The life of a Kern County shepherd in 1899
Mountain Tales: First-hand stories of life in Tehachapi
July 23, 2022
We only hear from the world about two or three times a month because our camp is always off far from the ranch. We start in the Owens Valley and work our way down to Tehachapi, where the Angora goats are sheared. Fred (an old ranch hand) comes to it only to bring eatables and to move the camp to another canyon when the feed is all gone. I went to work the first of September and haven't done anything yet except run around over the mountains and have a good time in general, though it is rather lonesome at times.
When I came up on the stage I saw lots and lots of skeletons of horses, colts, cows, calves, sheep and lambs along the road [now known as Highway 395]. The driver said that about two years ago a lot of men started to drive their stock up to the mountains above here and it was so hot and the feed and water were so scarce that they died by the hundreds all along the way.
We don't eat but two meals a day up here and the less we have to carry the better it is for us, so we don't carry either lunch or canteen. Sometimes we go all day long without a drop of water and we are pretty nearly empty at night when we get to camp, I can tell you. We get up in the morning a little after sun up, and as we haven't any lantern, we go to bed as soon as the stars begin to shine. Each fellow takes his blankets and his dog and lies down on one side of the band of goats at night so the dogs will keep the coyotes and wild cats away. There are lots of coyotes and wild cats and thousands and tens of thousands of little striped chipmunks [Mojave Ground Squirrels] running over the rocks with their tails curved up over their backs.
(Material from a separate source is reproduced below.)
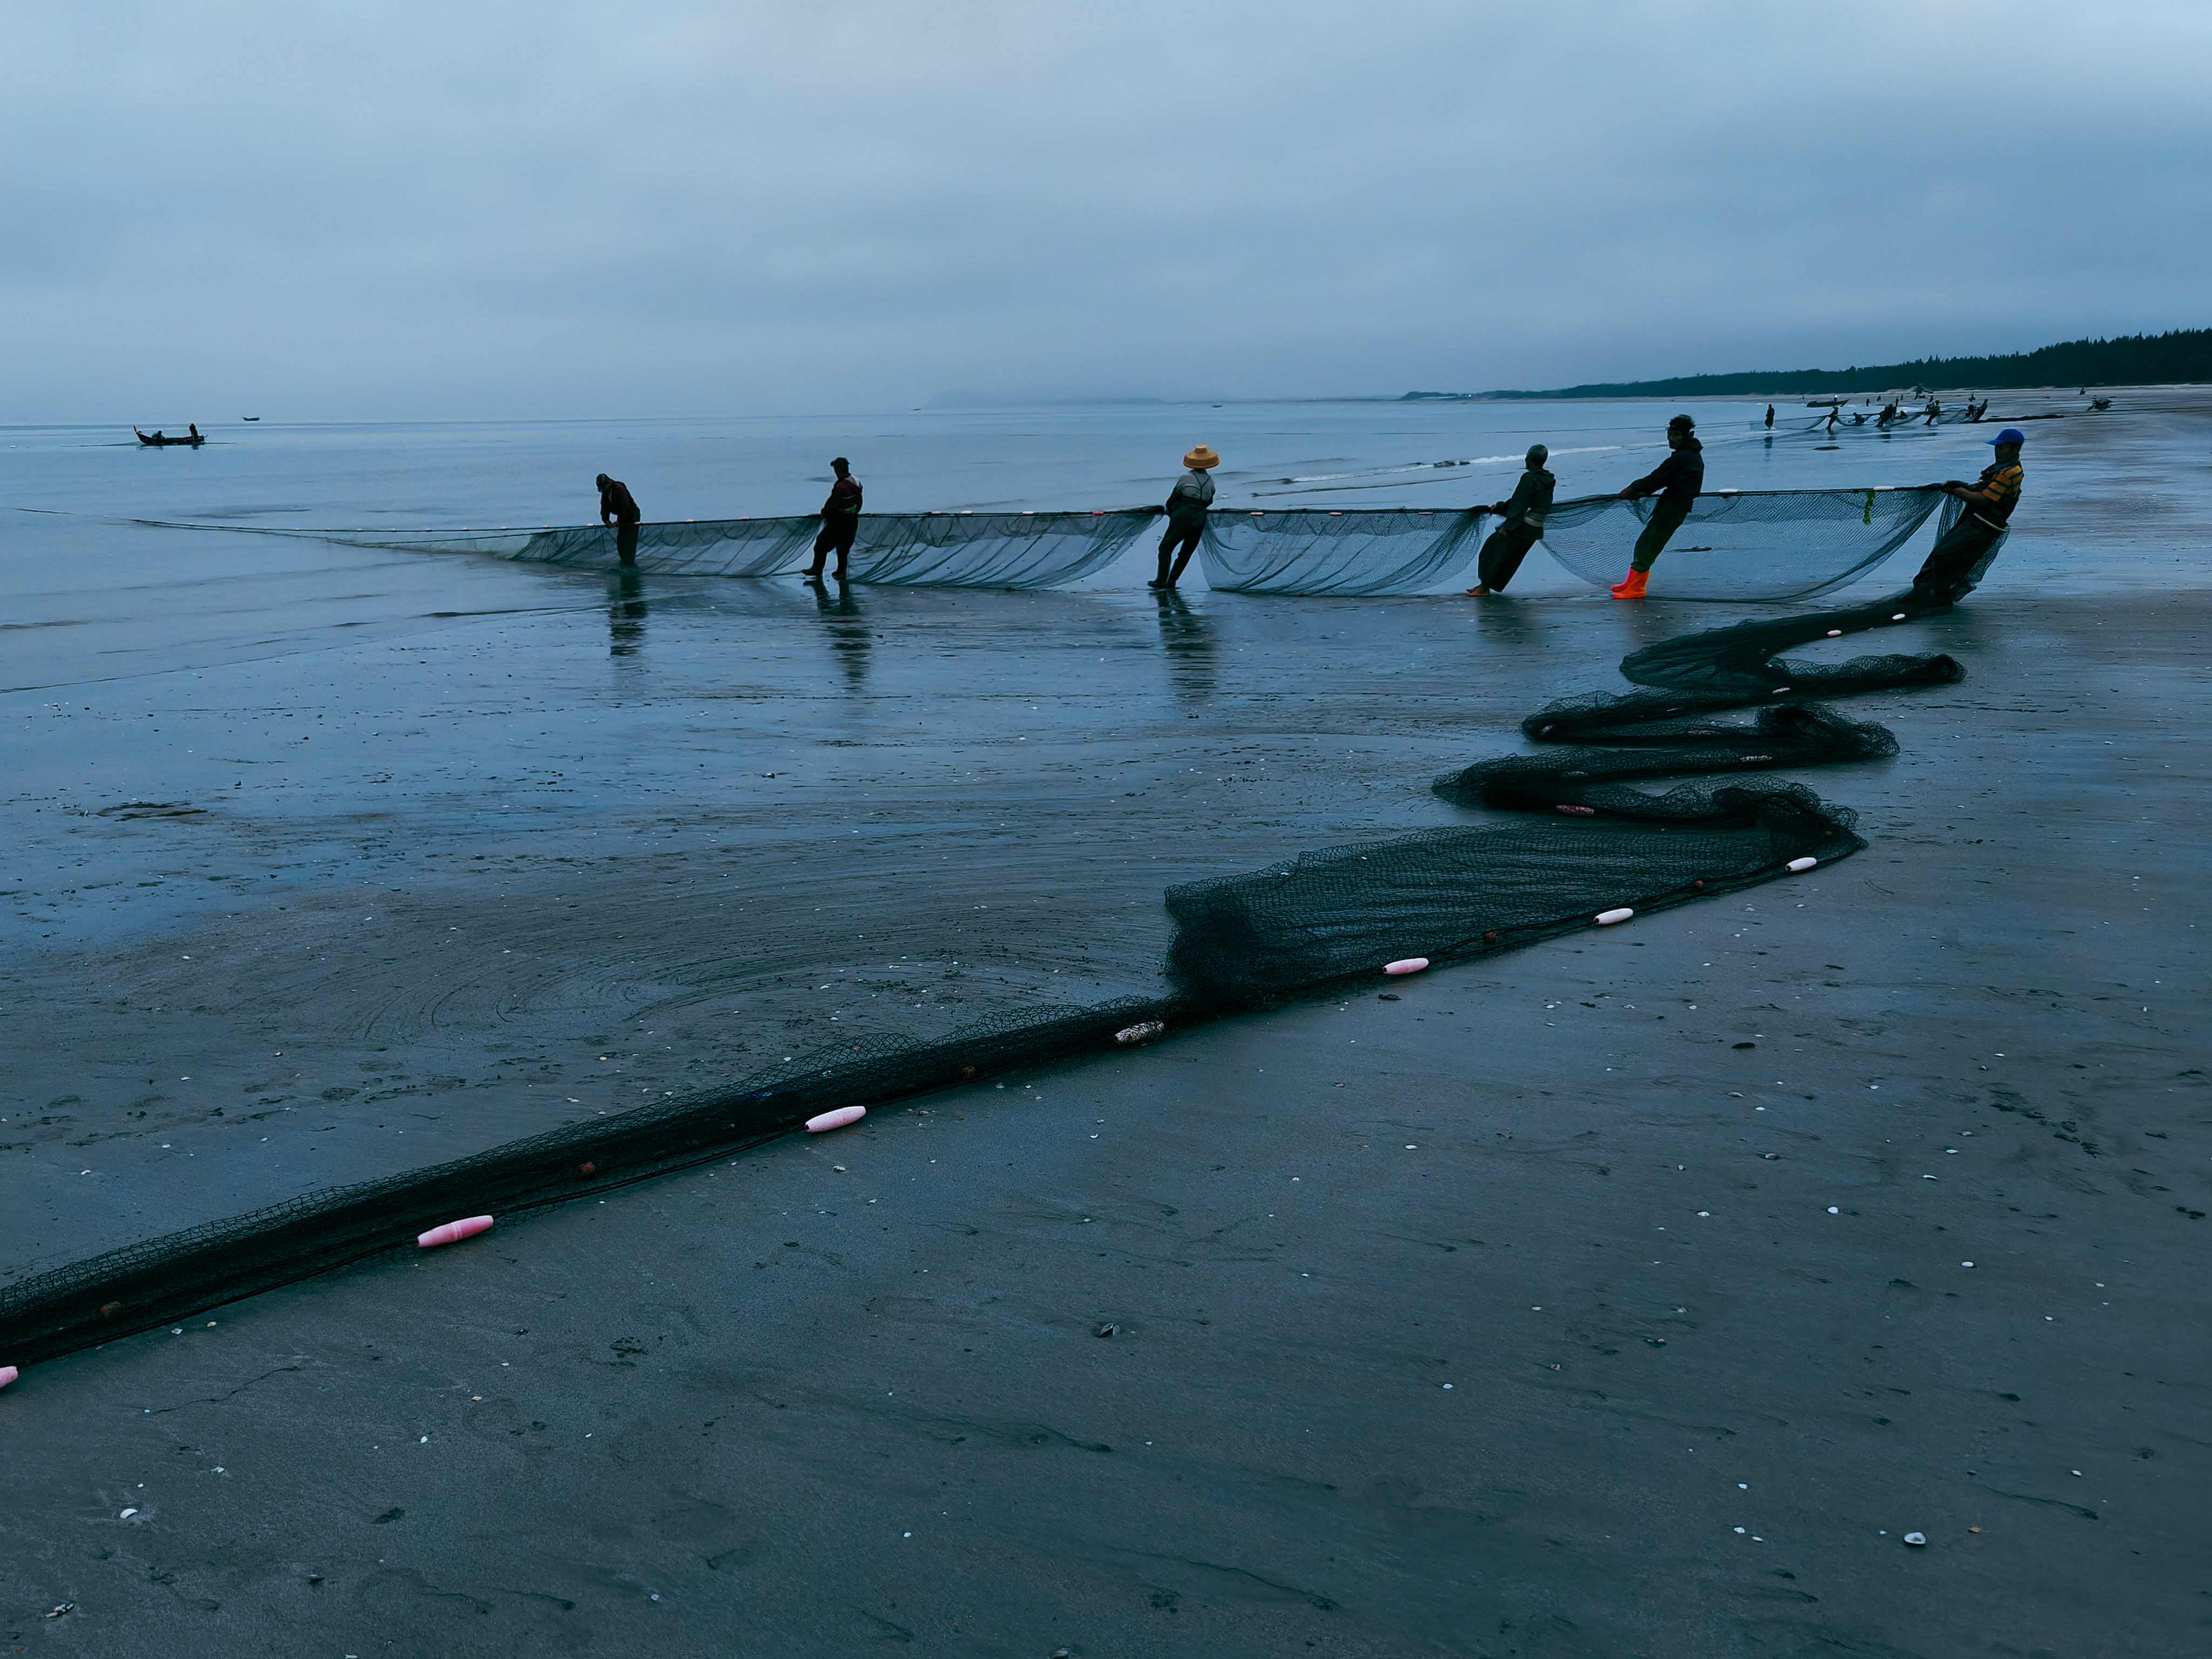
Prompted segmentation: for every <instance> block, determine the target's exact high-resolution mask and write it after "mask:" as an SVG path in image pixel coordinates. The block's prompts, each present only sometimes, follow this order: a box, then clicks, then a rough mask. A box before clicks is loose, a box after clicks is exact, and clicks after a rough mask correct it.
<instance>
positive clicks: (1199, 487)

I put a patch on the knee of my overalls the other day and it is really quite a creditable job. A fellow is obliged to be an all around man up here, cook, tailor, goat-herder and butcher as we kill our own meat. You ought to have seen the loaf of bread I made the other day, it was a dandy I tell you. I think it weighed about 40 pounds. We managed to wash it down by putting lots of gravy on it and sending coffee down after each bite, but it would have been tempting providence to have gone swimming after that meal. The failure wasn't so much my fault as that of the sourdough spoiling by putting it too close to the fire so that it cooked a little before we used it.
Here is out average bill of fare: Breakfast – fried meat, fried beans, gravy, bread and coffee. Supper – boiled meat, boiled cabbage, rice or macaroni, occasionally stewed raisins, bread, gravy and tea. One of us comes into camp about an hour before time to bring the goats in, and has supper ready by the time the others get in.
– Phil Hand, Letter to Home, 1899
Phil Hand was columnist Jon Hammond's grandfather, and he worked as a shepherd, herding several thousand goats in the mountains and deserts of Kern County in the late 1800s.